LEWISTON — Even the most politically astute young people are wary of getting involved in politics, says a political scientist who visited Bates College on Tuesday.
Cynical and perhaps a little too clear-eyed, they see a broken system they’re not convinced they can fix, said Shauna Shames, an assistant professor at the University of Rutgers-Camden in New Jersey.
“They’re so disillusioned,” she said, wary of a system they see as manipulated by the wealthy, corporations and special interests.
“They’re not wrong, but it doesn’t work if you don’t go in and change it,” Shames said during an interview at the Harward Center for Community Partnerships at Bates.
Shames is the author of “Out of the Running: Why Millennials Reject Political Careers and Why it Matters,” a book published last year based on research she did for her 2104 Ph.D. from Harvard University.
She said she surveyed more than 500 young people in the Boston area who already showed a keen interest in public policy and law to find out what they thought about politics. She interviewed more than 50 of them in depth.
What she found, she said, disturbed her.
“I found it kind of depressing,” Shames said.
She said that only 43 percent of the men she canvassed thought politics could solve problems facing society. Bad as that was, Shames said, only a third of women agreed and only one in four women of color endorsed the idea.
Few had any thought of ever running for political office — especially anything beyond the local level — because they saw the personal toll of doing so as exceeding any value the position might have, Shames said.
They don’t see politics as the way to bring about a better society or a better life for themselves.
“They’re idealistic young people and they fear being co-opted” by a system that often doesn’t value authenticity.
Shames said there is a real “ick factor” at play that makes it so political careers strike many as a way to find themselves indebted to corporations and lobbyists rather than a path to a brighter future.
Shames said she understood where they were coming from.
Going to high school in the 1990s, she said, she was one of many talented young people who heard at some point they might be president someday. But when she saw what happened to Hillary Clinton as first lady and then as both a U.S. senator and a presidential contender, she shuddered.
“It just seemed awful,” Shames said, of all the animosity directed at Clinton constantly.
The issue, she said, is that “we have made running for office so enormously costly,” both in financial and personal terms.
“It’s very rational that they don’t want to run,” she said, and understandable why they don’t think politicians can solve important societal issues.
Instead of eyeing careers in politics, she said, those she spoke with were more inclined to seek entrepreneurial opportunities, jobs with nonprofits or even working for the government as employees rather than lawmakers.
For the country as a whole, the problem with so many talented people rejecting the option of seeking office is clear: It opens the door for those who don’t have the same level of talent, honesty and smarts.
“You wind up electing people you don’t want,” Shames said.
Women were particularly reluctant to pursue something in politics, she said, because they saw the costs of doing so even higher than the men do.
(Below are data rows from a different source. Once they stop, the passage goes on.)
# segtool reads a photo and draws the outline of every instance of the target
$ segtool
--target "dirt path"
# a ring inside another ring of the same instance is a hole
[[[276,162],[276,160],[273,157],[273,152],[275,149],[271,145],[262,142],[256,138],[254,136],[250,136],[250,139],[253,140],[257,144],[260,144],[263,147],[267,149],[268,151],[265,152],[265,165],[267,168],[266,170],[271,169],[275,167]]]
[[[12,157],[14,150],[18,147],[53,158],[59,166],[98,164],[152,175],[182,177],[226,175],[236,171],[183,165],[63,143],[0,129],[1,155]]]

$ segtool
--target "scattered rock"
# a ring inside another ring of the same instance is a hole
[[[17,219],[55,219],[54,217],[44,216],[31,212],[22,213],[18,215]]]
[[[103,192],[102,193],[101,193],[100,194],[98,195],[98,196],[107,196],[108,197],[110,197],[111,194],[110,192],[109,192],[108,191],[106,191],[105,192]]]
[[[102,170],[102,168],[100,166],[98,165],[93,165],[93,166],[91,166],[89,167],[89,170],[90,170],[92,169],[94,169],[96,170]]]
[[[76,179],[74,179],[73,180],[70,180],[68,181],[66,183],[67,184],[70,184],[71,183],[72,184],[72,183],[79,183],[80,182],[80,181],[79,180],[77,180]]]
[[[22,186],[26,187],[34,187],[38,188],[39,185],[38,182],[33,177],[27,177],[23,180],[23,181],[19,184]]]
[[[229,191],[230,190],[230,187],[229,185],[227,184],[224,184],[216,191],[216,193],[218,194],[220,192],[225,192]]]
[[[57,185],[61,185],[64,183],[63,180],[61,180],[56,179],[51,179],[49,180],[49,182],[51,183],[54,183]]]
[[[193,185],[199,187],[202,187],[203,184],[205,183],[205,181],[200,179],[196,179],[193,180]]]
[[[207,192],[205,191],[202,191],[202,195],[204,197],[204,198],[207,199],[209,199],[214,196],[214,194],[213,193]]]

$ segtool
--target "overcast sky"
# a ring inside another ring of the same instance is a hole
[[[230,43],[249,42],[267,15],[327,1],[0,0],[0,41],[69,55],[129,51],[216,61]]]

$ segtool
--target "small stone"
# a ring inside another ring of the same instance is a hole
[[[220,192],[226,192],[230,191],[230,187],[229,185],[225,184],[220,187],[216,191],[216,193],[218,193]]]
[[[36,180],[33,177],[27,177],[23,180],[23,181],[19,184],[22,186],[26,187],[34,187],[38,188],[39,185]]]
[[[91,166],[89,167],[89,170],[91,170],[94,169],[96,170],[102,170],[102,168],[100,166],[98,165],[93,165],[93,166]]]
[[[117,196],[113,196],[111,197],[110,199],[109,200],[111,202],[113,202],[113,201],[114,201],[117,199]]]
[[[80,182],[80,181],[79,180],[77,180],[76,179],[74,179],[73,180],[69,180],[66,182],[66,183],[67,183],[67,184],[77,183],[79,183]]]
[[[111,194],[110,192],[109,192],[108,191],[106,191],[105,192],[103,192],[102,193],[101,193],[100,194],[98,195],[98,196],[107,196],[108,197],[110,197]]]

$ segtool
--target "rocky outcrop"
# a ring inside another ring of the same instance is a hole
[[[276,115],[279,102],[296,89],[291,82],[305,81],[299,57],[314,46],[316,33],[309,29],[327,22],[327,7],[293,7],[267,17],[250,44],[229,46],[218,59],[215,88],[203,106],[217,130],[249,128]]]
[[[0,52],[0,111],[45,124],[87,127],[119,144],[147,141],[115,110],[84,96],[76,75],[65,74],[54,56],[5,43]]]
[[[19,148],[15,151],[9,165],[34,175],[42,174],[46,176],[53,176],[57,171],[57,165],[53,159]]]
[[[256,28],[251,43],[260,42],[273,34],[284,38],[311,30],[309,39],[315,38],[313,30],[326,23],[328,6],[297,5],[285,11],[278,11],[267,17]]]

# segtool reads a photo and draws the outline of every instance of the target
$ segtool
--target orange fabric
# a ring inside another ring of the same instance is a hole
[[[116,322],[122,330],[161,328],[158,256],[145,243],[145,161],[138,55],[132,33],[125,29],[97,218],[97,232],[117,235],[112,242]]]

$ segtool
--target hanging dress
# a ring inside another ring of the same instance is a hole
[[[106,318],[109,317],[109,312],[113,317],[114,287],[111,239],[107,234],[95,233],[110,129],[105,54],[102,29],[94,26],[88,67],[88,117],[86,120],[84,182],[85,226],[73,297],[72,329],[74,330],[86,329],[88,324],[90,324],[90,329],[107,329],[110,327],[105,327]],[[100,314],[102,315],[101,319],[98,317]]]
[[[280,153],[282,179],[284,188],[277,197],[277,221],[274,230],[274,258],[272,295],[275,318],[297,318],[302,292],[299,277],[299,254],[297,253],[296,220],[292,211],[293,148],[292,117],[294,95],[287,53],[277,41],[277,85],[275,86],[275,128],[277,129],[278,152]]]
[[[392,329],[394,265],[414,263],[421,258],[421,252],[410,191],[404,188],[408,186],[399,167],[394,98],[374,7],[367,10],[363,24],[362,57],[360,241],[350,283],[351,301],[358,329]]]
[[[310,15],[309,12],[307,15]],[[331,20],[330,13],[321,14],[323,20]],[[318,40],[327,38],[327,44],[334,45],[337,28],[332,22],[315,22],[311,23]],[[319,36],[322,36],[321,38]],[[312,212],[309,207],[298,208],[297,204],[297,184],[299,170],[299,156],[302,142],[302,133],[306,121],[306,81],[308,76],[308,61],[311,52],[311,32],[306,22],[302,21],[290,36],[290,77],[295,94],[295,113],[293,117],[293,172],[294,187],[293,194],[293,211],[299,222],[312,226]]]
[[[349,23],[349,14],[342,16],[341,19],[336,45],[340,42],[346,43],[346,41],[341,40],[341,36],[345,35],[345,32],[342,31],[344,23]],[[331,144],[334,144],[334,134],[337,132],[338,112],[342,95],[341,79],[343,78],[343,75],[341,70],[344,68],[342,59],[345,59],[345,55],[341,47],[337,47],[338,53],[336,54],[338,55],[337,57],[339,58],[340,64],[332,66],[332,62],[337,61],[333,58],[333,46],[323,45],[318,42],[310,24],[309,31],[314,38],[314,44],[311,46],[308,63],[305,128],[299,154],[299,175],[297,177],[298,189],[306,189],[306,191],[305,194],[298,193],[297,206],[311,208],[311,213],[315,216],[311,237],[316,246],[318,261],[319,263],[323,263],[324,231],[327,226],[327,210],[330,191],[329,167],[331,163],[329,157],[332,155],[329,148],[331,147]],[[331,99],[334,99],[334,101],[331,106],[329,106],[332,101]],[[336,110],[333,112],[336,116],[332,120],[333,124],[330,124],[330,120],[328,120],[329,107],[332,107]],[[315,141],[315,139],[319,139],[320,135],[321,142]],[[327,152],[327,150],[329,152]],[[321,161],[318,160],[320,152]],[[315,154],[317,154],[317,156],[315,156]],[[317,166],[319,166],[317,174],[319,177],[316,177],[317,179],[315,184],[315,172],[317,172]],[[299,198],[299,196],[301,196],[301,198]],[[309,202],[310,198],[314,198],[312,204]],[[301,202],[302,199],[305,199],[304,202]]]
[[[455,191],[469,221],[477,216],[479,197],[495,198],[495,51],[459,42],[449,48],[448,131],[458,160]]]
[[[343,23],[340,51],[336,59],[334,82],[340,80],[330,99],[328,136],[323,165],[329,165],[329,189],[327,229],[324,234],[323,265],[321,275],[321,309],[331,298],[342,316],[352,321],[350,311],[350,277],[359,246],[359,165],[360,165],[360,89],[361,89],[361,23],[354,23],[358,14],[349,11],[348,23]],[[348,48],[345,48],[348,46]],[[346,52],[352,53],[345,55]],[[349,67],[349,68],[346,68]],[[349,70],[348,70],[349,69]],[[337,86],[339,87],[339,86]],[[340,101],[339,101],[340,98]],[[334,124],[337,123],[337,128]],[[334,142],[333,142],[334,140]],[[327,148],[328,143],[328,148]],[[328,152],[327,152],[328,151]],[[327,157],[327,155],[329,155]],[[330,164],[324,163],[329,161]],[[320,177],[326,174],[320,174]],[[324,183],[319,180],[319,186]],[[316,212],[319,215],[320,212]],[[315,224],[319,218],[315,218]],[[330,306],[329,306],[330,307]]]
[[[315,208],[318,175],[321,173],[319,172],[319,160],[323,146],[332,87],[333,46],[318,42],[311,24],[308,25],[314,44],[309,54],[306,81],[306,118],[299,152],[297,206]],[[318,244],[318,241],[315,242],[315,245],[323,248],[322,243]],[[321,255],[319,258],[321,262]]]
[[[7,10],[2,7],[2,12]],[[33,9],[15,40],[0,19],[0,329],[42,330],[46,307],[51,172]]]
They worry more about persistent sexism and the necessity of beating the bushes for campaign cash, something few enjoy but women are even less inclined to do, Shames said.
But she sees a ray of hope, too.
She said the 2016 presidential election seems to have spurred more young people to get involved and there are signs that more are getting into the political fray as both candidates and activists.
She said that once young people get involved in campaigns, they often find the energy involved inspiring. From that, she said, they begin to see hope for something better down the line.
They learn, if they’re lucky, Shames said, that “politics doesn’t just happen. You make it happen.”
Maybe the country is at a crisis point, a window of opportunity, at which the voices of young people will break through and a new generation might embrace politics in a way that hasn’t been seen since the youth movements in the 1960s and 1970s, she said.
Events such as the election of Donald Trump as president and the mass killings at a Parkland, Florida, high school seem to sparked a new interest nationally.
The Parkland shootings in particular, appear to have served as “a wake-up call” for a new generation that isn’t content to sit back, that isn’t trapped by an inertia that holds it back, Shames said.
“A crisis moment can shake young people,” she said. Coming from “a place of real anger and fear,” Shames said, they have the potential to force change.
At root, though, young people have to believe the country’s democratic system is worth saving.
If they don’t, America’s experiment in self-government may fail, she said.
But if they do, Shames said, they need “to go in and save it.”
“It could go either way,” she said. “Our democracy faces a great danger right now.”